关于长一点的英语笑话阅读
前苏联著名作家高尔基说过,“哪里有人,哪里就有笑声。”从古到今,笑话是人们生活中不可缺少的“调剂品”。小编精心收集了关于长一点的英语笑话,供大家欣赏学习!
关于长一点的英语笑话篇1
Osama Bin Laden, a Canadian, and President Bush were walking down the street when they saw a golden lamp. They rubbed it and a genie came out and said, "I will grant each one a wish that’s 3 together." The Canadian said, "I am a father and my son will be a farmer so I want the soil in Canada to be forever fertile." The genie said the magic words and the wish came true. Osama looked amazed so he wished for a wall around Afghanistan the genie said the magic words and again the wish came true. President Bush said "Genie, tell me more about this wall," the genie said,” It’s 50 feet thick and 500 feet tall so nothing can get in and nothing can get out." President Bush said,” Wow! That’s a big bridge...Fill it with water!!!
拉登,一加拿大人还有布什总统走在大街上看到一盏金色的灯.他们擦了擦灯出现了一个精灵.精灵说:"我要满足你们每人一个愿望总共三个."加拿大人说:"我是个父亲我儿子将成为农夫,因此我想让加拿大的土地永远肥沃."精灵说了咒语愿望实现了.拉登看了很惊奇,他希望有座城墙围绕阿富汗.精灵又说了咒语愿望又实现了.布什总统问:"精灵请告诉我关于这座墙的事情."精灵回答:"墙厚50英尺,高500英尺,因而里面的任何东西出不来外面的任何东西进不去."布什总统说:"哇!那是座大桥耶...注满水!!!"
关于长一点的英语笑话篇2
Wife's picture
A businessman enters a tavern, sits down at the bar, and orders a double martini on the rocks.
After he finishes the drink, he peeks inside his shirt pocket, then he orders the bartender to prepare another double martini. After he finishes that one, he again peeks inside his shirt pocket and orders the bartender to bring another double martini.
The bartender says, "Look, buddy, I'll bring you martinis all night long. But you go to tell me why you look inside your shirt pocket before you order a refill."

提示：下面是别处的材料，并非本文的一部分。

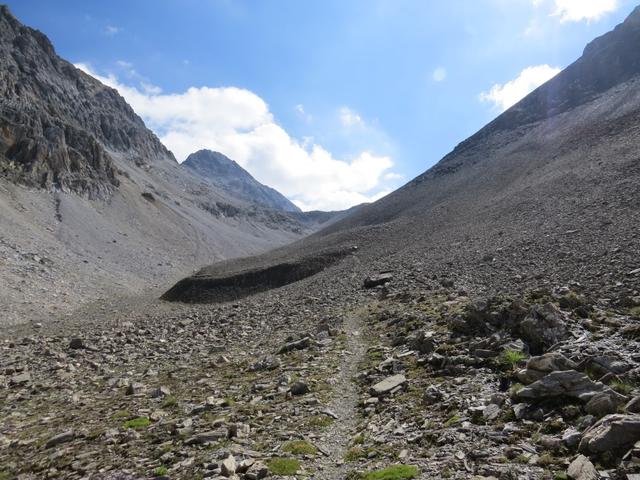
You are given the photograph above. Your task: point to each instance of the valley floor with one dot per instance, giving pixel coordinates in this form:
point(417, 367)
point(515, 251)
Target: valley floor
point(382, 384)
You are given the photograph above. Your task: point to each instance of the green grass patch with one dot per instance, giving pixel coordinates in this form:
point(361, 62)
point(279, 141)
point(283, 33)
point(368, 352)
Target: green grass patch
point(300, 447)
point(160, 471)
point(515, 389)
point(319, 421)
point(452, 421)
point(356, 453)
point(511, 358)
point(170, 402)
point(621, 387)
point(394, 472)
point(283, 466)
point(135, 423)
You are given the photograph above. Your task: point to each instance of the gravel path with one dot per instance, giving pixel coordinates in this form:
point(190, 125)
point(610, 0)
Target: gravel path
point(336, 440)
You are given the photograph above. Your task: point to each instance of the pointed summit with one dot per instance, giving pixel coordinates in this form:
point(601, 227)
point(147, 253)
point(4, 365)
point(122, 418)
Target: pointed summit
point(226, 174)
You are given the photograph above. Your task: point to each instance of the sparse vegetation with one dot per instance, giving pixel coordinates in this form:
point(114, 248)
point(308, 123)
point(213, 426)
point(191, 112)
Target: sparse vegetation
point(452, 421)
point(621, 387)
point(160, 471)
point(300, 447)
point(136, 423)
point(511, 358)
point(394, 472)
point(283, 466)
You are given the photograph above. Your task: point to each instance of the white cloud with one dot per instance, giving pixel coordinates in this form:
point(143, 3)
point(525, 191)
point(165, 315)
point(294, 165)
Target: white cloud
point(439, 74)
point(350, 118)
point(239, 124)
point(299, 108)
point(503, 96)
point(112, 30)
point(579, 10)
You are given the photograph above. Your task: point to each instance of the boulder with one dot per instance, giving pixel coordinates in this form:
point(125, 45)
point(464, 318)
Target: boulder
point(612, 434)
point(377, 280)
point(20, 379)
point(601, 404)
point(388, 385)
point(228, 466)
point(301, 344)
point(582, 469)
point(538, 367)
point(208, 437)
point(59, 439)
point(422, 342)
point(543, 327)
point(76, 344)
point(633, 406)
point(299, 388)
point(568, 383)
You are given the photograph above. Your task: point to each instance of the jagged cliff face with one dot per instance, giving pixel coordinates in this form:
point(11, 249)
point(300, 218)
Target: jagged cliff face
point(232, 178)
point(59, 126)
point(546, 194)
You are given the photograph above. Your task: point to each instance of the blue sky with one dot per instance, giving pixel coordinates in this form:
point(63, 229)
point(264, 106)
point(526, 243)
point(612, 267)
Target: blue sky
point(333, 102)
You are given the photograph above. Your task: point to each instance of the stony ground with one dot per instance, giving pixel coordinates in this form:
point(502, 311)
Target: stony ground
point(384, 384)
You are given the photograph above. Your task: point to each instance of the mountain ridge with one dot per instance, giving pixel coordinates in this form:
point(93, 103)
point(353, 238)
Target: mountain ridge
point(226, 174)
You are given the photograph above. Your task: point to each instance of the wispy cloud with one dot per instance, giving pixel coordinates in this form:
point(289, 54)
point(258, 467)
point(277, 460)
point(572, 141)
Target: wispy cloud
point(239, 123)
point(439, 74)
point(349, 118)
point(111, 30)
point(579, 10)
point(302, 113)
point(504, 96)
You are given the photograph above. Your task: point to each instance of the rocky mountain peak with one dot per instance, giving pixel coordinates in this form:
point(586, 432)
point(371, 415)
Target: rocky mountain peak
point(59, 127)
point(225, 173)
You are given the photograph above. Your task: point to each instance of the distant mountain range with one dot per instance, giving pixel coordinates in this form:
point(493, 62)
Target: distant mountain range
point(546, 194)
point(92, 194)
point(227, 175)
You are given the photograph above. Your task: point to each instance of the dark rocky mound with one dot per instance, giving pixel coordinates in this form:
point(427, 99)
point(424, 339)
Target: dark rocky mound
point(58, 126)
point(235, 180)
point(236, 282)
point(545, 195)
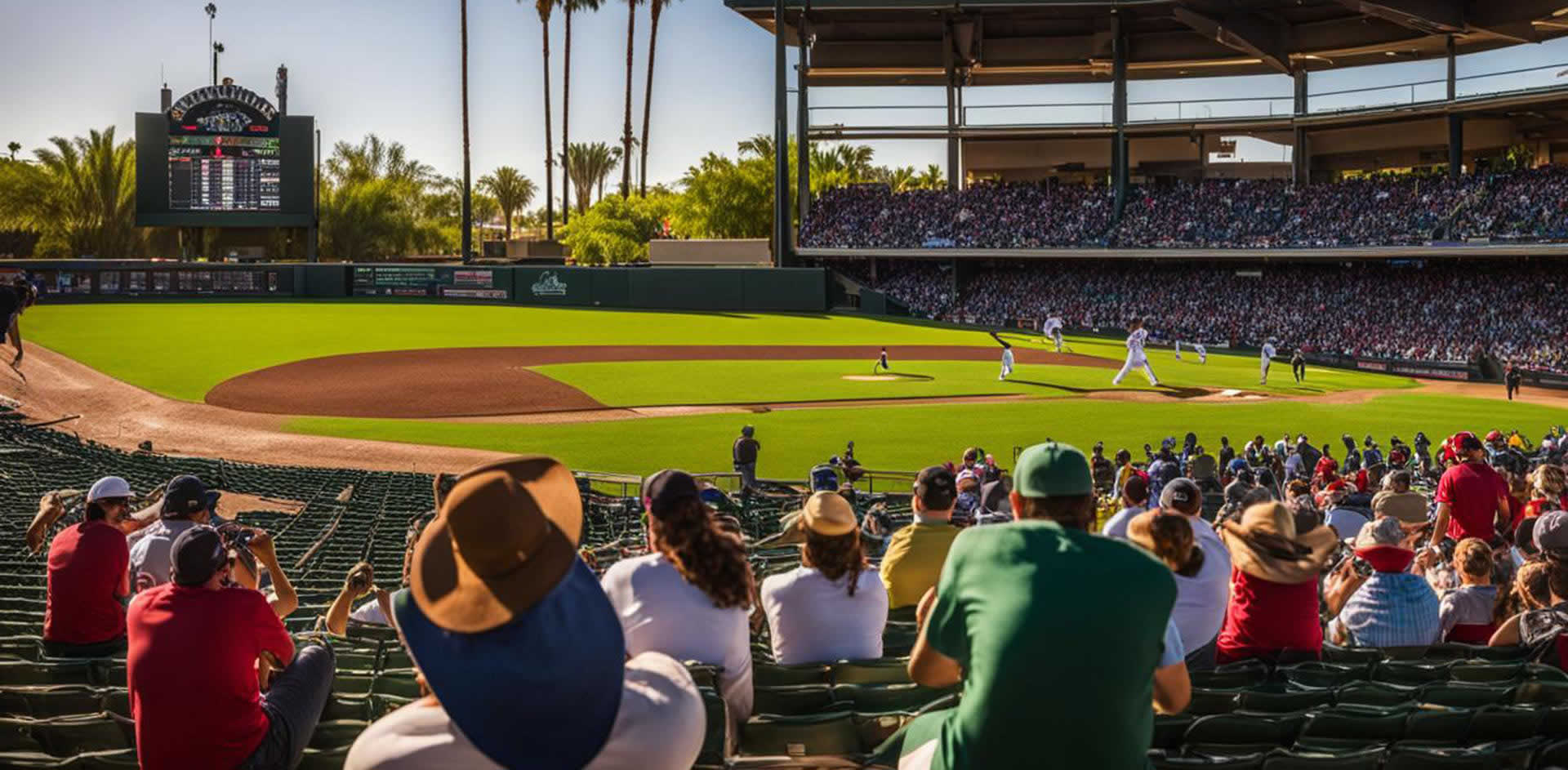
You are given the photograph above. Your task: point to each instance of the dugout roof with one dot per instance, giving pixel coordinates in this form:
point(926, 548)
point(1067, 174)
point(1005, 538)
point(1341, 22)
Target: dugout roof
point(1070, 41)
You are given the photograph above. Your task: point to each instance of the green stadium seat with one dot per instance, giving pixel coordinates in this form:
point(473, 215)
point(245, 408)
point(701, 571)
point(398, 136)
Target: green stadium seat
point(773, 674)
point(71, 736)
point(38, 673)
point(1352, 759)
point(819, 734)
point(1275, 730)
point(875, 698)
point(337, 732)
point(888, 670)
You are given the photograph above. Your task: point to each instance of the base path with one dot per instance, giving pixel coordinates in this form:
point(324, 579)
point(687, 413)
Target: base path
point(491, 381)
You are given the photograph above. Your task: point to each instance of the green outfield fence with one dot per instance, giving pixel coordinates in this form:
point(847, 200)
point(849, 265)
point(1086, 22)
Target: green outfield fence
point(642, 287)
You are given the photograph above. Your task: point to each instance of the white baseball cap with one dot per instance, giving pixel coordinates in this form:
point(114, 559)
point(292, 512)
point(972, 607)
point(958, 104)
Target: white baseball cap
point(109, 487)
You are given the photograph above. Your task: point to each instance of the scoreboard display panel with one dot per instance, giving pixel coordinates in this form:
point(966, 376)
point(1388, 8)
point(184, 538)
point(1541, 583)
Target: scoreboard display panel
point(225, 158)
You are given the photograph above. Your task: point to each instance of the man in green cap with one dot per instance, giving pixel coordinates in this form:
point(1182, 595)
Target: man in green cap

The customer replies, "I'm peeking at a photo of my wife.When she starts to look good, then I know it's time to go home."
关于长一点的英语笑话篇3
Two guys are out hunting deer. The first guy says, "Did you see that?"
两个人去猎鹿。第一个人说:“你看见了么?”
"No," the second guy says.
“没有。”第二个人说。
"Well, a bald eagle just flew overhead," the first guy says.
“好吧,一只秃鹰刚刚从我们头顶飞过。”第一个人说。
"Oh," says the second guy.
“哦。”
A couple of minutes later, The first guy says, "Did you see that?"
几分钟以后,第一个人说:“你看见了么?”
"See what?" the second guy asks.
“看见什么?”第二个人问。
"Are you blind? There was a big, black bear walking on that hill, over there."
“你瞎了么?一只大黑熊在山上跑呢,就那儿!”
"Oh."
“哦。”
A few minutes later the first guy says: "Did you see that?"
几分钟后第一个人又说;“你看见了么?”
By now, the second guy is getting aggravated, so he says, "Yes, I did!"

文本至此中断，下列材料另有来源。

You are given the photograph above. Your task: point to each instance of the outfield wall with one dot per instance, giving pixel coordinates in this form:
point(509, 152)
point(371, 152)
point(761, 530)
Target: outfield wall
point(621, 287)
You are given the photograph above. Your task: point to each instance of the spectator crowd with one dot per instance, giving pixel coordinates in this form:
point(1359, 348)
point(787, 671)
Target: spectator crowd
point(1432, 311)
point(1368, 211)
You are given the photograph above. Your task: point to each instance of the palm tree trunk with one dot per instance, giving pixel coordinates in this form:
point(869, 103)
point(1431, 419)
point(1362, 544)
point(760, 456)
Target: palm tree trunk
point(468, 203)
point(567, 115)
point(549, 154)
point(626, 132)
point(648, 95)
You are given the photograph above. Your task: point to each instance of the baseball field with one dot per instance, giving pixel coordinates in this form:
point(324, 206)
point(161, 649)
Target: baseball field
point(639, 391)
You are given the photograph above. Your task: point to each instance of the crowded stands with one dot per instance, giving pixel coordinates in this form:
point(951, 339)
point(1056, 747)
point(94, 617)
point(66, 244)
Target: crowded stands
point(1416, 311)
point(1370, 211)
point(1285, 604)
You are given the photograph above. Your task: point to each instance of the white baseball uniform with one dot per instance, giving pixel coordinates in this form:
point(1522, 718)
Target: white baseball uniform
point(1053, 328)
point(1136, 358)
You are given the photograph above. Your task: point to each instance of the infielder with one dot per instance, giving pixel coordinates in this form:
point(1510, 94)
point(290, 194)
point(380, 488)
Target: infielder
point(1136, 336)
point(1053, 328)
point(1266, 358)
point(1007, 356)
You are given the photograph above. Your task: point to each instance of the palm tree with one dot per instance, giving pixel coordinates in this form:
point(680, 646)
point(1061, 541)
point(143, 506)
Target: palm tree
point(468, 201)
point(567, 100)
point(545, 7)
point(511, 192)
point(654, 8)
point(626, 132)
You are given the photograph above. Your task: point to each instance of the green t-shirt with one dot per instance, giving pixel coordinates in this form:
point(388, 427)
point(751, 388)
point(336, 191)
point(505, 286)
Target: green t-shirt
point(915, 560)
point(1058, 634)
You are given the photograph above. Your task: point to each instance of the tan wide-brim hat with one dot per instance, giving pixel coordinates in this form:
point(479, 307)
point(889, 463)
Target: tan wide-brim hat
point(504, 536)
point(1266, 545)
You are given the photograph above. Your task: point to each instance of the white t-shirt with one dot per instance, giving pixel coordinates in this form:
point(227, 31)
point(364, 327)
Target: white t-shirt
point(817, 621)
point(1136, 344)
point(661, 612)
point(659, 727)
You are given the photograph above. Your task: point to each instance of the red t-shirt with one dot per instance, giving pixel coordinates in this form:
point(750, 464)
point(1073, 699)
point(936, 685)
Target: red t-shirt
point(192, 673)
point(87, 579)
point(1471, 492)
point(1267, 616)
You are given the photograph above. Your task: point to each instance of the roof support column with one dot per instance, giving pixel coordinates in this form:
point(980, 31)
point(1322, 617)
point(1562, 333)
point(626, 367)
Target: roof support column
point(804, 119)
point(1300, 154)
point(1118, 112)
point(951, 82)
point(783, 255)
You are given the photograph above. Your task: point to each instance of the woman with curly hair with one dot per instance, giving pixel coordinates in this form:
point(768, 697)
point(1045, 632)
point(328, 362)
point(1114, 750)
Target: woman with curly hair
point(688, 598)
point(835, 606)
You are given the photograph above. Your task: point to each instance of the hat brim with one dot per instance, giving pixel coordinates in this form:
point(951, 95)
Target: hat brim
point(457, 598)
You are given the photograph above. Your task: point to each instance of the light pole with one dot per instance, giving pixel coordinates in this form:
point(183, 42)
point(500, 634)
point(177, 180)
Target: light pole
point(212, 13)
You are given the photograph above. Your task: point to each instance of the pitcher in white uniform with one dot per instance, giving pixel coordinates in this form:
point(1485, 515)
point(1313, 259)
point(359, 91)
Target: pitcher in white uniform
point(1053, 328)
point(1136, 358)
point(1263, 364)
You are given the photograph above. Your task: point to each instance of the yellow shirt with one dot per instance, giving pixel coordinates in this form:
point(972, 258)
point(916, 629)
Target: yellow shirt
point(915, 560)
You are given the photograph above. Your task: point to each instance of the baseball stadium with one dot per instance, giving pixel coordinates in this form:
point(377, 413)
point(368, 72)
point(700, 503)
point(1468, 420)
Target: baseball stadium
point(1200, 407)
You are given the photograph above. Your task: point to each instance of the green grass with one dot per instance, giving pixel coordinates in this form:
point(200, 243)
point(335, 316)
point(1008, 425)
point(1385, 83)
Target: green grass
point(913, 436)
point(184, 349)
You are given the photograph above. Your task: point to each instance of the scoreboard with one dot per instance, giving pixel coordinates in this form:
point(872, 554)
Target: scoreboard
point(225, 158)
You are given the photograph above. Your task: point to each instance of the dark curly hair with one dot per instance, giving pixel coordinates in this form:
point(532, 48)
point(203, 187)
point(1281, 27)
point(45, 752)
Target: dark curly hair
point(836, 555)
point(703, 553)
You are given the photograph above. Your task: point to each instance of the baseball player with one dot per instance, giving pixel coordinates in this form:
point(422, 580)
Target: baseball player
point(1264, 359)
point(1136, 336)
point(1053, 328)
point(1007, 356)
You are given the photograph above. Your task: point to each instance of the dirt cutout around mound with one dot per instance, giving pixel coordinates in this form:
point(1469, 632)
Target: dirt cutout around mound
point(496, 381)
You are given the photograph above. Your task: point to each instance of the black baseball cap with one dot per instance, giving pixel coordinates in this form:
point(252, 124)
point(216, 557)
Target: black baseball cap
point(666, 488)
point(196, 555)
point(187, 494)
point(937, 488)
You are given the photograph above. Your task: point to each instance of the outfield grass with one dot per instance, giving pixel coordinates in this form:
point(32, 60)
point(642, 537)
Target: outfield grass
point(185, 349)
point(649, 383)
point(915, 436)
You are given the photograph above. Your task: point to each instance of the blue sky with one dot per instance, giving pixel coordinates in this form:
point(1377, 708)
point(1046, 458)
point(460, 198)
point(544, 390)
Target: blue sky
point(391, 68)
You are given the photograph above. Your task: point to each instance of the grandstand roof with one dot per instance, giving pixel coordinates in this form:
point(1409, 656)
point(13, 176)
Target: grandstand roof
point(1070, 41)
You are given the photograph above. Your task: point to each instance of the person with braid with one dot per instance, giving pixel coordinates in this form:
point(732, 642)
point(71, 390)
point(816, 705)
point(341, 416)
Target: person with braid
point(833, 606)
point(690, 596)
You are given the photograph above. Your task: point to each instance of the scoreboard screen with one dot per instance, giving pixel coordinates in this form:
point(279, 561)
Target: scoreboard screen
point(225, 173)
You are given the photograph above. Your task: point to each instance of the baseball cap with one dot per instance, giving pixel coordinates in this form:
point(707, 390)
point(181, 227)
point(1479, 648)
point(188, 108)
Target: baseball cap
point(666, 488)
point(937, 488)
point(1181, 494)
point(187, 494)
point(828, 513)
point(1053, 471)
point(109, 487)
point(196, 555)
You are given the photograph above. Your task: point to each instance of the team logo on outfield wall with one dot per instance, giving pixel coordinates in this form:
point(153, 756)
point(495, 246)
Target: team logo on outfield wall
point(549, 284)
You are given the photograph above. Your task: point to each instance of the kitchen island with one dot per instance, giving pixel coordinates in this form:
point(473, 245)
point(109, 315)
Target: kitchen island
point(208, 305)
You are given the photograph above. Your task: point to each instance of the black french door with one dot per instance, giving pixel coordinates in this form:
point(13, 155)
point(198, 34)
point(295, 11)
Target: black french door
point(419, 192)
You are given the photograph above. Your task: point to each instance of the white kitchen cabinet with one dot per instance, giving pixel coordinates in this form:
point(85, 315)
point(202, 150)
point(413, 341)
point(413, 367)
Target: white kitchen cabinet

这个时候,第二个人已经不耐烦了,所以他说;“是的,我看见啦!”
And the first guy says: "Then why did you step in it?"
第一个人说;“那你还往上踩?”
关于长一点的英语笑话篇4
A couple had been married for 25 years and were celebrating their 60th birthdays, which fell on the same day.
During the celebration a fairy appeared and said that because they had been such a loving couple for all 25 years, she would give them one wish each.
The wife wanted to travel around the world. The fairy waved her hand, and Boom! She had the tickets in her hand.
Next, it was the husband's turn. He paused for a moment, then said shyly, "Well, I'd like to have a woman 30 years younger than me."
The fairy picked up her wand, and Boom! He was ninety.
慎重许愿
一对结婚25周年的夫妻在庆祝他们六十岁的生日。他们恰好在同一天出生。
庆祝活动中,一位仙女出现了。她说,由于他们是已经结婚25年的恩爱夫妻,因此她给许给这对夫妻每个人一个愿望。
妻子想周游世界。仙女招了招手。“呯!”的一声,她的手中出现了一张票。
接下来该丈夫许愿了。他犹豫片刻,害羞地说,“那我想要一位比我年轻30岁的女人。”
仙女拾起了魔术棒。“呯!”,他变成了90岁。